The motivation (inspiration) to write this article came from recent discussions with traditional military and aerospace personnel and, to some extent, with commercial companies interested in flying commercially-available hardware in space. Its purpose is to shed some light on the reasoning behind the selection of hardware for space application with emphasis on COTS. Although the basic question these companies asked centered on whether a military grade single board computer (SBC) could be used for space missions, it was asked in different ways.

George Romaniuk, Director, Space Product Management, Aitech Defense Systems

What would it take to make my SBC space qualified?

Let’s start with some clarification of commonly used phrases like “Space Grade” or “Space Qualified” hardware. It’s unfortunate that these phrases are oftentimes used universally, without thinking about all the issues and considerations associated with the application of hardware for a specific space mission. (Figure 1).

Why are we talking about “Space Grade” parts to begin with? Sending hardware to space was—and is still—very expensive, so the objective is to maximize the mission’s success and lifetime.

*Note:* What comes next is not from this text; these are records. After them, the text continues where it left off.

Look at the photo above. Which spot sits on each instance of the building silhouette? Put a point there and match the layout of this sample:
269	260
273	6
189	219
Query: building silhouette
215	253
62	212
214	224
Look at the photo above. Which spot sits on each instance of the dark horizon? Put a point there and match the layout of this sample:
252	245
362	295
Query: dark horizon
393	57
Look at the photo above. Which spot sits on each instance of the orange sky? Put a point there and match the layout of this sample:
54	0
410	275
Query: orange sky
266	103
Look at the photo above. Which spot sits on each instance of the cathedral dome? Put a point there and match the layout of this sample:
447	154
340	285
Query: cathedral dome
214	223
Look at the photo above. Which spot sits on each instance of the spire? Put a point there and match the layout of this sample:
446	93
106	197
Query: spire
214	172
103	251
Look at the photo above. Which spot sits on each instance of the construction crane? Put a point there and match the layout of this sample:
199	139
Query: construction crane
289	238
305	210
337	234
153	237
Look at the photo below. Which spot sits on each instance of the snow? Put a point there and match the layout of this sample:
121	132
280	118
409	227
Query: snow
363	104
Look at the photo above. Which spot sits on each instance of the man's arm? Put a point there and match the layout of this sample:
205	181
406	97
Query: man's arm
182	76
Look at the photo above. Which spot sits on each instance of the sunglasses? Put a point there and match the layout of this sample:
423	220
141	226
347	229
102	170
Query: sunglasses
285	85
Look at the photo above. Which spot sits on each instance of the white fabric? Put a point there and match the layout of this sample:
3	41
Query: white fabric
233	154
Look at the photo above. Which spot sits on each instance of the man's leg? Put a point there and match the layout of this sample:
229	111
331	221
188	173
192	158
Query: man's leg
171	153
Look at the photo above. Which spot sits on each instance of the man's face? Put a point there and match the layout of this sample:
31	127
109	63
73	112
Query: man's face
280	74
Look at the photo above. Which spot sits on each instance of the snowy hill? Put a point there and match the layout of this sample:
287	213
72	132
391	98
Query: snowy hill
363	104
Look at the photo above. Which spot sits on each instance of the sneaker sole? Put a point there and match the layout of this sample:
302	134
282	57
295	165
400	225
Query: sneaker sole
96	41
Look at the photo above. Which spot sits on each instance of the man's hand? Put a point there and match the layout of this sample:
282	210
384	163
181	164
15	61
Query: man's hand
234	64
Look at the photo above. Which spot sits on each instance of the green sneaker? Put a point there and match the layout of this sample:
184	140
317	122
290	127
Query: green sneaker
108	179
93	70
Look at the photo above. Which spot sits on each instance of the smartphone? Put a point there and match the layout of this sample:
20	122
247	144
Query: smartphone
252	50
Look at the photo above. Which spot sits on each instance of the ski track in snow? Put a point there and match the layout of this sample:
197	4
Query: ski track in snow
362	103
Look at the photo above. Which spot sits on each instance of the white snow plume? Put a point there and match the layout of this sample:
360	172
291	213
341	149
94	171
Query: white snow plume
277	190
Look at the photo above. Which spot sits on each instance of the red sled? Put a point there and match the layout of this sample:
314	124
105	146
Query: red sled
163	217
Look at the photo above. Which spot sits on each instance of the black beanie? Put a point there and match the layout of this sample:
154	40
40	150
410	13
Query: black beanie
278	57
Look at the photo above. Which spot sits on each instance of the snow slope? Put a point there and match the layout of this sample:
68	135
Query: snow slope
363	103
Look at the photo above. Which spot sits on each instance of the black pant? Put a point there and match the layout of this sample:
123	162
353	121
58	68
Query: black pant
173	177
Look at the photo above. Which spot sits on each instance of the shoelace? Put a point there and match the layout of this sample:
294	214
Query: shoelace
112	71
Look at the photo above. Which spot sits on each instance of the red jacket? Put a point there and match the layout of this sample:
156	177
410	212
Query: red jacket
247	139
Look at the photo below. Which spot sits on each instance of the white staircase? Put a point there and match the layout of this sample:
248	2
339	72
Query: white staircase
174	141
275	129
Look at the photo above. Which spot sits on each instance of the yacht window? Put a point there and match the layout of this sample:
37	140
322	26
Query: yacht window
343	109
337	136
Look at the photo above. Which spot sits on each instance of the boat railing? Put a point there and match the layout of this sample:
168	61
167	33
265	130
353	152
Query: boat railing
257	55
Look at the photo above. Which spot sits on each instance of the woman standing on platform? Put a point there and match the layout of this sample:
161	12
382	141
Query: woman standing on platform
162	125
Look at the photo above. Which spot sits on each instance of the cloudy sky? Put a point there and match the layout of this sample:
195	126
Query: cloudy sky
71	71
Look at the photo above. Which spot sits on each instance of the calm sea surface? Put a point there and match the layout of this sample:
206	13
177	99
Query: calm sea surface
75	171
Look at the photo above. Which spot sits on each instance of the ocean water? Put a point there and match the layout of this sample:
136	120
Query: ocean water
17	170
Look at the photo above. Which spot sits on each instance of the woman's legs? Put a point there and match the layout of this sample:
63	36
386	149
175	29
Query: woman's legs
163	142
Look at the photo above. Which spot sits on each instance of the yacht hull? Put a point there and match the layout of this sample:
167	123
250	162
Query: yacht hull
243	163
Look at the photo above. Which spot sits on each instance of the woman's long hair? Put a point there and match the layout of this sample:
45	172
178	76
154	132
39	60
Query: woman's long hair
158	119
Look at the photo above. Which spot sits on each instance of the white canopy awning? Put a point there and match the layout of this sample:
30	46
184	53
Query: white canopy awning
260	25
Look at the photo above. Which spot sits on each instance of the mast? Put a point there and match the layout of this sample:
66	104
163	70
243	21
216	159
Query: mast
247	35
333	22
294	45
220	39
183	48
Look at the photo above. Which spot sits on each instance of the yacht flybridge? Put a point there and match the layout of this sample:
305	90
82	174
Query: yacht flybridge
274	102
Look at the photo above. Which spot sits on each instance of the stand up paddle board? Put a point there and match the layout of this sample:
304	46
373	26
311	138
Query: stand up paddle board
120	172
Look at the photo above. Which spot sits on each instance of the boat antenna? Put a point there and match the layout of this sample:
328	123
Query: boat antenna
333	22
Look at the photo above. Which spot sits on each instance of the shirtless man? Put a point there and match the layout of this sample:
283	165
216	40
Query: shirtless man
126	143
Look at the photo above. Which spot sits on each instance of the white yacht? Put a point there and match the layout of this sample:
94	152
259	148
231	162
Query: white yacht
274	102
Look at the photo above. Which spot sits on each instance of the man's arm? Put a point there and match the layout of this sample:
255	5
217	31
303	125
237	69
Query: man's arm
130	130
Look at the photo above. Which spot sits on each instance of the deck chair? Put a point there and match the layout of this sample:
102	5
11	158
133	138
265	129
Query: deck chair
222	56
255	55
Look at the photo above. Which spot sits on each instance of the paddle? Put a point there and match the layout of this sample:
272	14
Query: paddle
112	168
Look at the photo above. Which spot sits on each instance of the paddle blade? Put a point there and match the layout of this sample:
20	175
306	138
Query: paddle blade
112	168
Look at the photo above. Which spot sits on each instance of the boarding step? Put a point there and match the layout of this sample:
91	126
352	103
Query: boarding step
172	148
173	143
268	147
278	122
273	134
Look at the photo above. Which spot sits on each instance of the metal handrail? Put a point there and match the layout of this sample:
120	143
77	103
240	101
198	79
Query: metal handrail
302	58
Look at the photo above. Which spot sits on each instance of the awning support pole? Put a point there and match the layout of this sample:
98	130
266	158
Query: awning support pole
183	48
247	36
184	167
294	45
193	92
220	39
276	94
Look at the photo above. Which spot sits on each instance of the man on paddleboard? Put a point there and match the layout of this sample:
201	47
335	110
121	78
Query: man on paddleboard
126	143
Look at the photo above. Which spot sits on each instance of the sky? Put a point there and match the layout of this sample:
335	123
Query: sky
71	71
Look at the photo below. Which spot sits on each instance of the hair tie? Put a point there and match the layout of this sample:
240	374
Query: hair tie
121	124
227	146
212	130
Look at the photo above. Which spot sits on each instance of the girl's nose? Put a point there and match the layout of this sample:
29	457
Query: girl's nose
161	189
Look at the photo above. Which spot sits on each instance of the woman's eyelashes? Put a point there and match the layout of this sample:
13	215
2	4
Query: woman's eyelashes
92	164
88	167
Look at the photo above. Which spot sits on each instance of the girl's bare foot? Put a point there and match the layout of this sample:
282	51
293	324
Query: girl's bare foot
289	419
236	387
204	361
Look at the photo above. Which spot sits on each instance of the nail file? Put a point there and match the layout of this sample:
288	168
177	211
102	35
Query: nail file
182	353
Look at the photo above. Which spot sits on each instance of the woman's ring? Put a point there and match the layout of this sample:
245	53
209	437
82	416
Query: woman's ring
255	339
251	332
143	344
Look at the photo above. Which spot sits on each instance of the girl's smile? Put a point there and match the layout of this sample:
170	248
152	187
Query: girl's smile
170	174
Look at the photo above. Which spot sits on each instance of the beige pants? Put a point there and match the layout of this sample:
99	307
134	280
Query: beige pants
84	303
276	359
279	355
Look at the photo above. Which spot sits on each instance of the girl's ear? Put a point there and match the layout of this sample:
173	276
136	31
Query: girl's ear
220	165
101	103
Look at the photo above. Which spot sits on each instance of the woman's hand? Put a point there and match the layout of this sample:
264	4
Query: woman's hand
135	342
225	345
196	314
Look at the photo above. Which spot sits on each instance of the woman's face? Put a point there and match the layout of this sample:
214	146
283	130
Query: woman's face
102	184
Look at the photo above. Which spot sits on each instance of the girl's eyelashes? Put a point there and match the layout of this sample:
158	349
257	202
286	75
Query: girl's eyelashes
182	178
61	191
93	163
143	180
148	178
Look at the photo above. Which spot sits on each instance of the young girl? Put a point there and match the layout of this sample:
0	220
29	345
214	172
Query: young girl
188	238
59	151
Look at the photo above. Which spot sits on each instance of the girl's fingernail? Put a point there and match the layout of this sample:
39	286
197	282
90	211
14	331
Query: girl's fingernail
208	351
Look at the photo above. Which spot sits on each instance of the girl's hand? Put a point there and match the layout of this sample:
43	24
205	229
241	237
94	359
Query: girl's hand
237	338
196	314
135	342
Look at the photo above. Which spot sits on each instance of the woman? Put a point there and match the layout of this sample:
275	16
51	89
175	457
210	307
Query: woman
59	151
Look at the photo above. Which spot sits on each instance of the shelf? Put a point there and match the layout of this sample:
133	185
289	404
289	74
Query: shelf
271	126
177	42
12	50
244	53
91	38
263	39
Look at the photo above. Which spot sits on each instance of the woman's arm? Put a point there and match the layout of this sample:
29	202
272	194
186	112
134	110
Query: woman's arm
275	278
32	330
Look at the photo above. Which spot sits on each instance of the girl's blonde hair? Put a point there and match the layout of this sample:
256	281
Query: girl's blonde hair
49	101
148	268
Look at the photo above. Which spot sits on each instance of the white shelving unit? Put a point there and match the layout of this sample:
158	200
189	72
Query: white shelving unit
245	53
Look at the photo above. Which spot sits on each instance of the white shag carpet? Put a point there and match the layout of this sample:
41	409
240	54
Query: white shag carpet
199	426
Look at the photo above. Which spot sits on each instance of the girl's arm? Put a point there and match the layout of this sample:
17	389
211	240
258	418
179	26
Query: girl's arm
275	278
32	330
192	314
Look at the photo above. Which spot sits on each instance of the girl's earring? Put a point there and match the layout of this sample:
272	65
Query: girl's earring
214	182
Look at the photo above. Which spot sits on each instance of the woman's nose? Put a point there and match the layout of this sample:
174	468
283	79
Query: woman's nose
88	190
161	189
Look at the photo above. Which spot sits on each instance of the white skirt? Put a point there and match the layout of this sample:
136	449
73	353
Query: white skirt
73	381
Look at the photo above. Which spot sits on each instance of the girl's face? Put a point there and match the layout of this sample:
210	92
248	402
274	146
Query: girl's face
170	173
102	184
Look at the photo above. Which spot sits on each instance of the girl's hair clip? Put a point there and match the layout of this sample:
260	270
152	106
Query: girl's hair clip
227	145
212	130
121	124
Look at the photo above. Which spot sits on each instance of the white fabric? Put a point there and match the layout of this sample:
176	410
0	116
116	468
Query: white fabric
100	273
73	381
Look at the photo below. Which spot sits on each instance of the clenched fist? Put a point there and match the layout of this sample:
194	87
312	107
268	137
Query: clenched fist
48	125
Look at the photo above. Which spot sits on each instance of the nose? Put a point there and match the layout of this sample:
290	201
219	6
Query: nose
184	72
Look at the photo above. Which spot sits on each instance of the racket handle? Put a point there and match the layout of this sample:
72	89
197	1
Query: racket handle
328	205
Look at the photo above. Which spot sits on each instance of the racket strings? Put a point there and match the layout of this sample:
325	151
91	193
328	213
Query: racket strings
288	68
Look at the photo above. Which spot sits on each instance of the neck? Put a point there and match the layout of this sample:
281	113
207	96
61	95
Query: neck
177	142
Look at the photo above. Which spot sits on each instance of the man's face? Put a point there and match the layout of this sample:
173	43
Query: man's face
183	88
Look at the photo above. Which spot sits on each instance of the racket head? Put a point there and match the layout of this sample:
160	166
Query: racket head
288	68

In order to achieve this, we need to look at the reliability of the parts we would like to use for the mission. (Note, we do not address the effects of radiation here, as it’s addressed later in the article.)

The traditional approach to obtain Electrical, Electronic and Electromechanical (EEE) parts with desired reliability was based on parts that were well-designed both electrically and mechanically as well as manufactured using the same process and materials in quality controlled production lots. These parts were later subject to a screening process intended to identify and remove those few parts that exhibited infant mortality failures.

An important aspect of the screening process is the electrical test performed at three point temperatures (minimum, ambient, maximum), since COTS parts are not typically tested at these three temperatures. Part failure is declared when, after exposure to temperature cycling and dynamic burnin, the electrical parameters exceed the range published in the data sheet.

The electrical measurements are evaluated for parameter “drift” or changes that occurred when parts were subjected to screening. The parameter drift has to be limited, otherwise one may extrapolate the drift and argue that the part will be out of specification within the expected lifetime. Parts with excessive drift are declared failing.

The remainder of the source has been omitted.